Fault detection method for centralized access network

Technical Field

The present invention relates to fault detection in wireless communication systems, and more particularly to fault detection for centralized access networks.

Background

A centralized access network (C-RAN) is a novel resource management and control system, which creates a large number of virtual base stations in a large-scale centralized resource pool on demand through a uniform and open interface to realize resource sharing among a plurality of virtual base stations. However, for such a shared resource pool, once a problem occurs in the resource pool, multiple base stations associated with the resource pool may fail, thereby affecting the services of access users in a wide range, and even causing the entire network to crash. It is therefore desirable to provide a fault management system for a centralized access network.

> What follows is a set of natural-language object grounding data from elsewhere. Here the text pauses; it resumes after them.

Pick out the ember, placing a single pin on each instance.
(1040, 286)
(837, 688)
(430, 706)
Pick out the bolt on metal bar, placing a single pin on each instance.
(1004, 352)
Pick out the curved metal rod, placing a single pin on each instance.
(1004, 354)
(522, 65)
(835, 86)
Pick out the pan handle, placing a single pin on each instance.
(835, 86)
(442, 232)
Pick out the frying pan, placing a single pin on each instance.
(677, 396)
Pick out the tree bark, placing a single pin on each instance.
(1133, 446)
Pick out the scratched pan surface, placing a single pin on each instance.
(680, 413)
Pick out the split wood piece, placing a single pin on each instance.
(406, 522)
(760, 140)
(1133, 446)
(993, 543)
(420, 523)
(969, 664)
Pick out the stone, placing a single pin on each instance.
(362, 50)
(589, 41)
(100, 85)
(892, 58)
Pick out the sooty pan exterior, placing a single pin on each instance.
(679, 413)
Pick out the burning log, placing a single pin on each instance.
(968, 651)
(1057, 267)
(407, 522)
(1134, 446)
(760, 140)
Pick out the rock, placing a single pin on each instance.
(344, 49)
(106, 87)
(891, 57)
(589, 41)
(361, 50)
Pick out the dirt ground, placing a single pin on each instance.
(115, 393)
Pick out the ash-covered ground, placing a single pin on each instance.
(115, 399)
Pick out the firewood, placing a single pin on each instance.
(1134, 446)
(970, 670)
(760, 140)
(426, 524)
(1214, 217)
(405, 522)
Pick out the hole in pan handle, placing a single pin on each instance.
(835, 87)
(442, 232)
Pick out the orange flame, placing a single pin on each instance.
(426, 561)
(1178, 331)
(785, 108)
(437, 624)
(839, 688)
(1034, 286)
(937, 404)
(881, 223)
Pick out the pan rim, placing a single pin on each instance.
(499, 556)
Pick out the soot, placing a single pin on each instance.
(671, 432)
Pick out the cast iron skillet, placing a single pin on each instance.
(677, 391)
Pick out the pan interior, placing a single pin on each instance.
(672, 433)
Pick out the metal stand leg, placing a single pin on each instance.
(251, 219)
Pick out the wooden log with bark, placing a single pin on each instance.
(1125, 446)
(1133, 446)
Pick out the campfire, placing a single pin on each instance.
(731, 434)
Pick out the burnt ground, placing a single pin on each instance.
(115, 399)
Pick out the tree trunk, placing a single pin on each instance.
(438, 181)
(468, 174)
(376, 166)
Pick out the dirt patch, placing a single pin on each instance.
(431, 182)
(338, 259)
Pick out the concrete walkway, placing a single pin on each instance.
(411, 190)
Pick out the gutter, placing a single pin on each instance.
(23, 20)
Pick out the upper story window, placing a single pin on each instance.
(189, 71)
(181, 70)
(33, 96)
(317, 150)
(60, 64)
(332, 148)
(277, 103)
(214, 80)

The fault detection is used as the first step of fault management, and the detection effect of the fault detection directly influences the effect of fault management. The traditional fault detection mode has large manual participation, and the fault detection mode is very dependent on the experience of operation and maintenance personnel and is easy to cause misjudgment and missed judgment. With the emergence of new services, the complexity of centralized access network equipment is higher and higher, and the network scale is gradually increased, which makes it more difficult to implement accurate and efficient fault detection.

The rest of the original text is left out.